Boards Of Canada: Music Has The Right To Children

News   2024-11-29 06:20:54

Electronica may be a useful marketing term, but the category misleadingly lumps together virtually anything with a sample or a loop. The failing of that vague moniker is that it makes no distinction between post-ambient-techno programmed music and, say, Madonna, The Prodigy, or Nine Inch Nails. Consequently, anything that even remotely blips or bloops automatically constitutes electronica. Groups like Autechre, then, may best be described as simply electronic. The brainchild of Sean Booth and Rob Brown, Autechre has, over the course of four albums, charted new musical territory filled with dense digital noise, complex rhythmic collages, and nearly three-dimensional soundscapes. The group's trademark cacophony straddles the line between sheer experimental composition and the subliminal melodies of ambient music, sounding at times beyond the reaches of mere programmers—like a sentient digital beast unleashed by some non-human hand. After such remarkable albums as Tri Repetae and Chiastic Slide, though, Autechre's eponymous fifth disc is a bit of a letdown. The music is more hectic than usual, and the fragmented beats slightly less organic, almost as abstract as a bag of ball-bearings spilled out onto the floor.

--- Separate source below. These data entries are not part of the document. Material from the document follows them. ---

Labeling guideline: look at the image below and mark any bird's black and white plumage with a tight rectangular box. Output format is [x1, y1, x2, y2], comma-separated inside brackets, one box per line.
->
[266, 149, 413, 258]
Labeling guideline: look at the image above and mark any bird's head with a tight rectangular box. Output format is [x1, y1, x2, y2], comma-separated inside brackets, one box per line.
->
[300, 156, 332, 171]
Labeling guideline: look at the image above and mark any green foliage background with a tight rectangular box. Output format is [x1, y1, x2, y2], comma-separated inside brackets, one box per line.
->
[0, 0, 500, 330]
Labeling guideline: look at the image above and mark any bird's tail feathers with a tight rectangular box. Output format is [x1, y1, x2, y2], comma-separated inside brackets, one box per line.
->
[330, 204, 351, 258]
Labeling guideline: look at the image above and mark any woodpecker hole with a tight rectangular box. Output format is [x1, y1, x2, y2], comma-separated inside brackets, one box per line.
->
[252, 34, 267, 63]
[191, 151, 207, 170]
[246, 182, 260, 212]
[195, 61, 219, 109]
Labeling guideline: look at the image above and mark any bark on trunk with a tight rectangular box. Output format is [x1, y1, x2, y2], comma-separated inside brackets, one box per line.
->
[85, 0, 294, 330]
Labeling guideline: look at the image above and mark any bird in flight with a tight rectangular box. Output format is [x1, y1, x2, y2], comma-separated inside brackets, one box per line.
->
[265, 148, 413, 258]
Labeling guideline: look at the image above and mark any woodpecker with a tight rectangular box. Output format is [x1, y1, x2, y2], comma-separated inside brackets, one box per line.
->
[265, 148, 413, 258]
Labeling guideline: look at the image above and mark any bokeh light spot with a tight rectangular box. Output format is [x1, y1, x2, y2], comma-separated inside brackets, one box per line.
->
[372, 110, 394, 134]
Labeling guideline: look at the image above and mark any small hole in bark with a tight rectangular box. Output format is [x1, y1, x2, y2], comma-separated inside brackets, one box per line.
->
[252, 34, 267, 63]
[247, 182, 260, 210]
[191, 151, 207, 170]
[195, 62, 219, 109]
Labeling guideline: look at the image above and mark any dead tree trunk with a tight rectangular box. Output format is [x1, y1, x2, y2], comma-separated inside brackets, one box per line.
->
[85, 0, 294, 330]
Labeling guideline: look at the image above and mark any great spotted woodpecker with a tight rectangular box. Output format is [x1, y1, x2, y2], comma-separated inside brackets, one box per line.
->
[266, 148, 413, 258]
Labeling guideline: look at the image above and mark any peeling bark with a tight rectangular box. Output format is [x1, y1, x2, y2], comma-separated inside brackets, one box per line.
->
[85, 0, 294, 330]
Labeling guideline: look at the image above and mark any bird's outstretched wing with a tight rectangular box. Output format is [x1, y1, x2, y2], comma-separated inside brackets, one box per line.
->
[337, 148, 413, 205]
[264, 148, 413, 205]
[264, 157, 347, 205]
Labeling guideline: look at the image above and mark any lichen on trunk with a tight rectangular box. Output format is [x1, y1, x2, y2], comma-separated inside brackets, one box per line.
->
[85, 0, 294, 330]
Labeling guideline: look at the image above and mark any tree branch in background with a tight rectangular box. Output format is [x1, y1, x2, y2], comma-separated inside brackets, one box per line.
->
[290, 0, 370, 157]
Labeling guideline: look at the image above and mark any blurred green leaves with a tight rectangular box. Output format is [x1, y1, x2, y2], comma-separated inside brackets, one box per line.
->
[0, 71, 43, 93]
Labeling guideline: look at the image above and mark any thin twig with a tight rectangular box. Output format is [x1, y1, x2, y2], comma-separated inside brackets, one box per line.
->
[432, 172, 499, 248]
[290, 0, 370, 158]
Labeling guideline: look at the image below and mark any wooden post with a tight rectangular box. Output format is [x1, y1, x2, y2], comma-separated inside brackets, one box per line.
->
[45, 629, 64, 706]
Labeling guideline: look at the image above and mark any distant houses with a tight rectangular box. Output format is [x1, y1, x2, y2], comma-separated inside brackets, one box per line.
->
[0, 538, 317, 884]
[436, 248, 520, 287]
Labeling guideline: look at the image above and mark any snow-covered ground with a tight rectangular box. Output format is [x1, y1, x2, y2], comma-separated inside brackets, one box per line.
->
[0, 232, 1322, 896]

Booth and Brown's carefully arranged entropy sounds a tad conventional (for Autechre) on this album, as if the pair blew a gasket trying to find new ways to blow listeners' minds. As always, the results of Autechre's studio alchemy is intriguing, and the subtle tempo and rhythm changes astounding, but this album is rarely more than the sound of two wildly talented tech-heads running in place. Autechre's U.K. labelmate Boards Of Canada, the musical pairing of Scottish studio mavens Marcus Eoin and Mike Sandison, plays similarly post-ambient electronic music, but the duo's touches of hip-hop and occasional playfulness veer closer to Autechre's alter-ego Gescom. Boards Of Canada also pays a bit more attention to melody, albeit with the same outer-space sense of songcraft that permeates Aphex Twin's haunting Selected Ambient Works Vol. II. For those interested in what the electronic underground is up to, Music Has The Right To Children is a brilliant, frequently beautiful place to start digging.